Trata-se aqui de um ponto fundamental na direção do tratamento: a importância de manter aberta a dimensão do sintoma. Este ponto torna-se crucial no tratamento das melancolias. O melancólico vê o futuro como obscuro, nada de bom lhe está reservado e, geralmente, como consequência da recusa do simbólico em jogo na sua posição, é nesta perspectiva sombria e, somente nela, que consiste a sua dimensão sintomática. Isto põe à prova o desejo do analista que, muitas vezes, só está presente para que o sujeito volte, a cada vez, para depositar nele, para transferi-lo uma dose desta pulsão de morte desligada que o habita.

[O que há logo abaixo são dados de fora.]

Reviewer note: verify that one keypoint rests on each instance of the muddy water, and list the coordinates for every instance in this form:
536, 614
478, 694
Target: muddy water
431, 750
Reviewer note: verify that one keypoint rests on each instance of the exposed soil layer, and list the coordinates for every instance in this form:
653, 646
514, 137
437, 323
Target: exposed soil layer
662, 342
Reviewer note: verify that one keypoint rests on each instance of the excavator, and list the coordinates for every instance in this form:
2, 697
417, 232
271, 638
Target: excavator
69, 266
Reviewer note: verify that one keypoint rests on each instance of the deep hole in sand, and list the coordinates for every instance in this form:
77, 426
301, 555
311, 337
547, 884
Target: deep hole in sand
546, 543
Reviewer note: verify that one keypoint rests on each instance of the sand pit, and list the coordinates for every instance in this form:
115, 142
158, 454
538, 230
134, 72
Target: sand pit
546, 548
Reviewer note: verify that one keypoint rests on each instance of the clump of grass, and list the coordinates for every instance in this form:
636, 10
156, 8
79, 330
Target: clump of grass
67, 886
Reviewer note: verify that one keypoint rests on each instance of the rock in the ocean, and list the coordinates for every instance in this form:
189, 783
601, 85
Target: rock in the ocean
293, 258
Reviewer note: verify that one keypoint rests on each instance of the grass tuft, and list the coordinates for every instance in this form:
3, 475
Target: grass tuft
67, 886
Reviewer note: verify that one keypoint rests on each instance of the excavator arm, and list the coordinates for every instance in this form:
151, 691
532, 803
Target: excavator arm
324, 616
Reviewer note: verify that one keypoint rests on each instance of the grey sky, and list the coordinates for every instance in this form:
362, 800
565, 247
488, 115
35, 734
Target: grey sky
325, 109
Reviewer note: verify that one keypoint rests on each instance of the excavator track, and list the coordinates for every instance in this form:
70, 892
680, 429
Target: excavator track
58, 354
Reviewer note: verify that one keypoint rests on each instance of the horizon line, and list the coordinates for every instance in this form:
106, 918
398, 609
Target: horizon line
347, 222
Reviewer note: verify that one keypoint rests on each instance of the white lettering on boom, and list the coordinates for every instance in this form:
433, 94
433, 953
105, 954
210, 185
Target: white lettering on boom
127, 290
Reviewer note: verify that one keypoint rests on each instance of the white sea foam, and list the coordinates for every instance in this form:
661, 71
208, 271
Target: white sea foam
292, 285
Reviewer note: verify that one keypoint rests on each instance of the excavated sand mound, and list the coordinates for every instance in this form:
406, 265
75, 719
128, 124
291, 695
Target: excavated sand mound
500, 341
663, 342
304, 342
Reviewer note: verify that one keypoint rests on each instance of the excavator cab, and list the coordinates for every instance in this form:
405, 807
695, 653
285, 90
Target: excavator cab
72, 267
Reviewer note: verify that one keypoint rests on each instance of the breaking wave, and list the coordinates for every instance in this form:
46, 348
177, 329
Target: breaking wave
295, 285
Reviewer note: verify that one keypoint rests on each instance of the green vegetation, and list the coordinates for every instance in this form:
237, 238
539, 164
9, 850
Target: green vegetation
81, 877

A função sintomática do analista, ao encarnar na transferência a caveira mesma, sem enterrar, e que com sua presença embaraça o melancólico, muitas vezes, isto pelo menos o alivia parcialmente de seu peso, abrindo-lhe, em alguns momentos, de forma excepcional e contingente, um espaço para outro destino deste gozo que pode então tomar o caminho da sublimação. Trata-se, no entanto, de uma prática sem garantias.
Uma política do ato falho
Nas suas observações sobre o conceito da passagem ao ato, Miller argumenta que a clínica da passagem ao ato evoca a antinomia entre o pensamento e a ação[5]. É nesta hiância que terá lugar o ato analítico, o qual se propõe como política do ato falho, tratando da proximidade da passagem ao ato suicida por meio da hiância.
A indicação freudiana – em desuso nesta época em que as análises duram muitos anos – de não tomar decisões como viajar, casar, etc., enquanto durasse a análise, não apontava precisamente para certa suspensão do empuxo ao ato que poderia insinuar-se como um curto-circuito que, ao retirar o sujeito do circuito da palavra, lhe pouparia da confrontação com algum saber que o horroriza?
Esta suspensão pode se realizar de outras formas. Nem sempre é possível. É o ato analítico, aquilo que provém do desejo do analista, um desejo que está consciente da disjunção entre saber e ação. Trata-se de devolver o “não penso” ao lugar do analista, dividindo o sujeito e o causando para que tome o tempo de compreender. Afinal de contas, não se trata de disputar o ato do sujeito?